This process takes time, meaning voters are very unlikely know the results on election night. In 2021, when current mayor Eric Adams (who is running for re-election this year as an Independent) secured victory, it took several days to determine just how close Kathryn Garcia, the runner-up, came to beating him after all the ranked-choice tabulations.

-Anna Kaufman and Ben Adler

New York City newspaper endorsements can be very powerful in local races. In 2021, The New York Times and the New York Daily News sent Sanitation Comissioner Kathryn Garcia from obscure first-term candidate to near-victory.

This year, the Times offered a circuitous non-endorsement, conceding that it was effectively a two-man race between Cuomo and Mamdani but failing to throw full-throated support behind either. Instead, the paper’s editorial board chided Mandani as running on “an agenda uniquely unsuited to the city’s challenges,” and, while acknowledging Cuomo’s “significant shortcomings,” seemed more impressed with his accomplishments.

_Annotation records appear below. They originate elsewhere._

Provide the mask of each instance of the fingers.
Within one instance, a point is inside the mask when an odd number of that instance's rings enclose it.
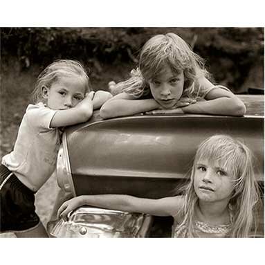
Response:
[[[175,113],[183,113],[181,108],[174,109],[154,109],[150,111],[145,112],[146,114],[175,114]]]
[[[186,107],[186,106],[188,106],[190,105],[190,103],[189,102],[181,102],[181,101],[178,101],[176,104],[174,106],[174,109],[176,109],[176,108],[181,108],[183,107]]]
[[[57,213],[57,218],[60,218],[62,212],[67,208],[67,205],[63,203],[60,208],[58,209]]]

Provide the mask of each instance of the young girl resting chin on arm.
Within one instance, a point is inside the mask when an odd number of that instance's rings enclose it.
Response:
[[[58,216],[83,205],[152,215],[172,216],[173,237],[248,237],[260,202],[250,150],[229,136],[199,145],[182,196],[159,199],[129,195],[82,195],[64,202]]]
[[[244,103],[223,86],[209,80],[203,60],[174,33],[149,39],[131,78],[109,89],[115,95],[103,104],[103,118],[149,113],[193,113],[243,116]]]
[[[19,237],[48,237],[35,213],[35,194],[55,170],[62,127],[88,120],[111,95],[92,91],[79,62],[59,60],[39,75],[33,97],[14,150],[0,166],[0,232]]]

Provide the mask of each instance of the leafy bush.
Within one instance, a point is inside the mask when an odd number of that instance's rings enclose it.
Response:
[[[25,68],[60,58],[136,65],[144,43],[167,32],[179,35],[205,59],[217,82],[238,89],[256,67],[263,86],[262,28],[2,28],[1,59],[15,56]]]

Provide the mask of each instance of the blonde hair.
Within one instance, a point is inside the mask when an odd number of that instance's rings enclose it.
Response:
[[[188,235],[192,237],[194,209],[198,197],[194,188],[195,165],[198,161],[207,159],[210,163],[219,163],[235,177],[234,194],[229,202],[233,213],[231,237],[248,237],[255,224],[255,210],[260,202],[259,188],[253,171],[251,151],[240,140],[227,135],[215,135],[199,145],[187,186],[181,224],[188,226]]]
[[[88,77],[82,65],[77,61],[60,60],[49,64],[37,77],[32,99],[35,103],[43,102],[42,89],[44,86],[50,88],[53,83],[65,77],[73,77],[84,80],[86,93],[92,90]]]
[[[139,68],[131,72],[131,77],[116,84],[116,90],[136,98],[150,93],[148,80],[161,73],[165,66],[173,73],[184,73],[183,95],[196,98],[200,87],[194,85],[201,76],[208,76],[203,60],[194,53],[188,44],[174,33],[157,35],[149,39],[140,53]]]

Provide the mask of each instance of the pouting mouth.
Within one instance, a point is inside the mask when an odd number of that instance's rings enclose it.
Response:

A separate panel of New York City residents and leaders published by the Times favored City Comptroller Brad Lander, who is running a distant third to Mamdani and Cuomo.

The Washington Post took a similar tack, comparing the two as either a “bully” (Cuomo) or a “socialist” (Mamdani.)

The Daily News endorsed Cuomo for first-place, City Council Speaker Adrienne Adams for second and Lander third.

The New York Post, which enthusiastically backed Mayor Adams in 2021, declined to endorse a candidate in this year’s primary but it published an anyone-but-Mamdani editorial.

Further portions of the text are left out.